In this time in Paris, what I have done a lot is to think, recollect and remember. I have been really interested in exploring my relationship to the body and the role it plays in my practice. It is, in fact, not just one body, but many bodies. I start to look at all the personas and the schizophrenia within my practice. I see it as multiple personality order, not disorder, that I would like to work with. And I keep asking myself the questions -- “How does one look at other bodies? How does one look at “another” body?”

I faced a major problem trying to place “another” body in this work. I realized that I have a massive archive of positions that I have already put myself in -- situations and circumstances that I have created, which have been very difficult to go through. At the end of these acts, I came out in a very raw, vulnerable, yet accepting, victorious and self-empowered state. I started to realize that a lot of those feelings emerged from my absolute submission to a moment, as it was creating me -- as opposed to the feeling that I was creating the moment. You asked, “Do you script these performances?” My response would be: “No, I don’t.” It is more about mapping than scripting. In a way, this drawing becomes a point on that map for me.
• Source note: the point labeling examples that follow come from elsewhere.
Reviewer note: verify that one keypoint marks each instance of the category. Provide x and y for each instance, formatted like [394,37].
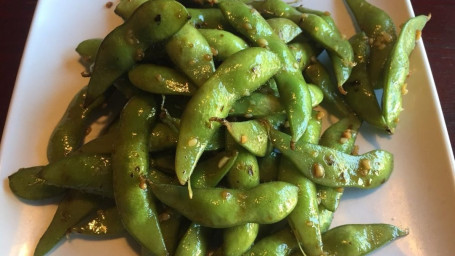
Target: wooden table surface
[439,41]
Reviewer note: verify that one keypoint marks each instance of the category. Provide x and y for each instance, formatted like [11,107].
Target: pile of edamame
[213,145]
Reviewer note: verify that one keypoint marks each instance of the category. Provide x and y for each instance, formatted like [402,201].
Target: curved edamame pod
[239,75]
[286,29]
[294,93]
[104,222]
[126,44]
[360,94]
[317,74]
[90,173]
[333,168]
[26,184]
[397,69]
[359,239]
[73,208]
[130,163]
[223,43]
[160,80]
[221,207]
[68,135]
[281,243]
[191,53]
[380,29]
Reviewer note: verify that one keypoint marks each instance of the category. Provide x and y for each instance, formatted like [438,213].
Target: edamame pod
[238,76]
[73,208]
[381,31]
[333,168]
[127,43]
[26,184]
[223,43]
[221,207]
[294,93]
[191,53]
[359,239]
[397,69]
[160,80]
[130,163]
[91,173]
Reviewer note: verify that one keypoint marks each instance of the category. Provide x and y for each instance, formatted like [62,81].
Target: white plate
[420,194]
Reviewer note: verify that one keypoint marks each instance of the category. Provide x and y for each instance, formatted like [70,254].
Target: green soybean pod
[68,135]
[223,43]
[304,219]
[222,207]
[256,105]
[332,168]
[194,241]
[397,69]
[87,50]
[90,173]
[105,222]
[26,184]
[317,74]
[360,94]
[160,80]
[286,29]
[191,53]
[208,18]
[380,29]
[130,163]
[126,44]
[239,75]
[73,208]
[125,8]
[294,93]
[359,239]
[280,243]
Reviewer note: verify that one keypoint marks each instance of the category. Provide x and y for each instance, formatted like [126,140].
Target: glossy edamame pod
[221,207]
[223,43]
[191,53]
[68,135]
[333,168]
[359,239]
[26,184]
[194,242]
[280,243]
[210,172]
[208,18]
[160,80]
[87,50]
[256,105]
[244,174]
[126,44]
[125,8]
[397,69]
[325,218]
[104,222]
[381,31]
[251,135]
[317,74]
[130,163]
[304,219]
[294,93]
[73,208]
[90,173]
[360,94]
[237,76]
[340,136]
[286,29]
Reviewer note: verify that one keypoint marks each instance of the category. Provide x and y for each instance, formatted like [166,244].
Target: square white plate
[420,194]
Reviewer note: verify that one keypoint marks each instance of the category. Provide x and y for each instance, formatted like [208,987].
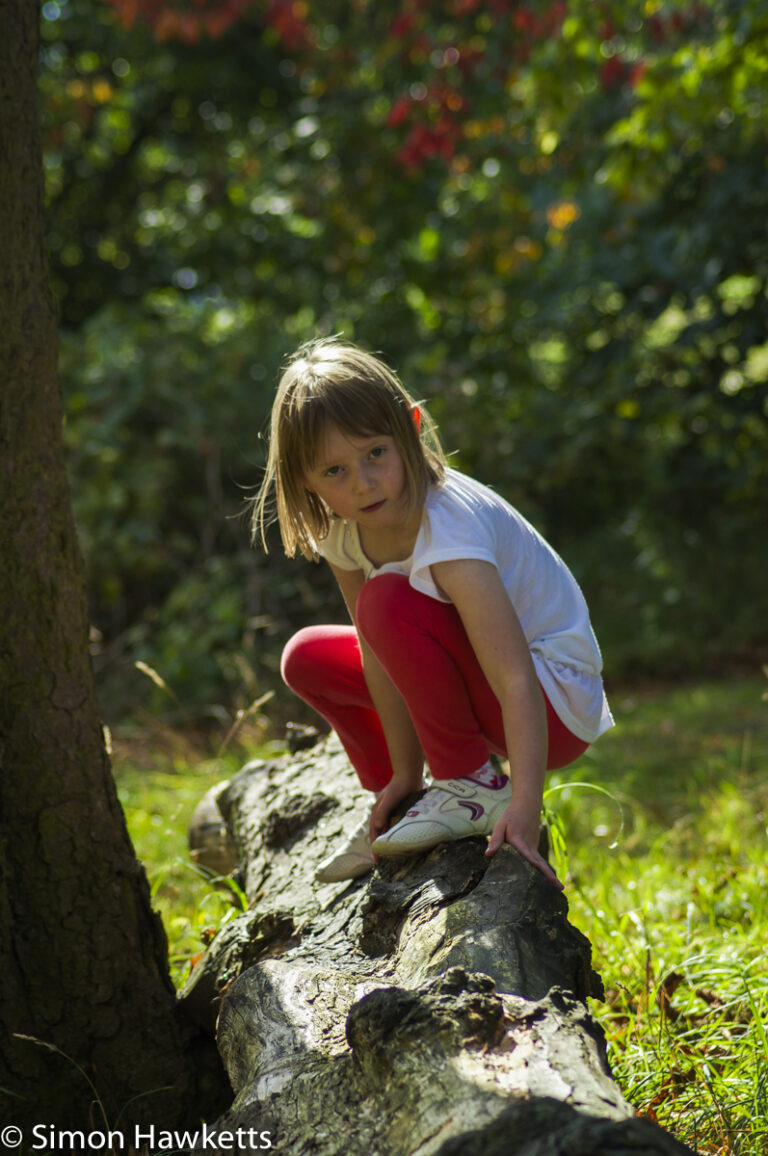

One of my works in this exhibition draws on a performance I did at the Centre Pompidou, where I had a very visceral experience. When I stood at a spot in the Pompidou, this pose started shaping itself before I decided to draw it. I believe that spaces and places have vibrations and ways of rewiring you. If you stand at the same spot that you stood in, perhaps when you were five years old, and you see every object in the same place that you saw it back then, all of that memory would pour right back into you. I went through my archive and said, “I know I have this moment and this pose.” Once I found this pose, I felt like making the walls of the institutions disappear again. I love covering an institution like the Pompidou in black dust. It is the most satisfying feeling of messing the space up completely. I want to explore what happens to this hard architecture of brick walls and stone in institutions when they become soft as a result of a drawing. And so, when I bring these figures back into the drawing, I feel like I have come full circle. My practice is my research. The archive is the result of that research, and the drawings archive my performance work.

Drawings like these come from thinking and reimagining performances as research work, and the body as the transmitter of that memory. They do not really need a fire in its physicality as an entity of the images. I am comfortable entitling and placing these works within the context of fire, because then it is me recognizing their presence. Each and every one of us, with our presence, are thirty fires, burning together in this room at this very moment.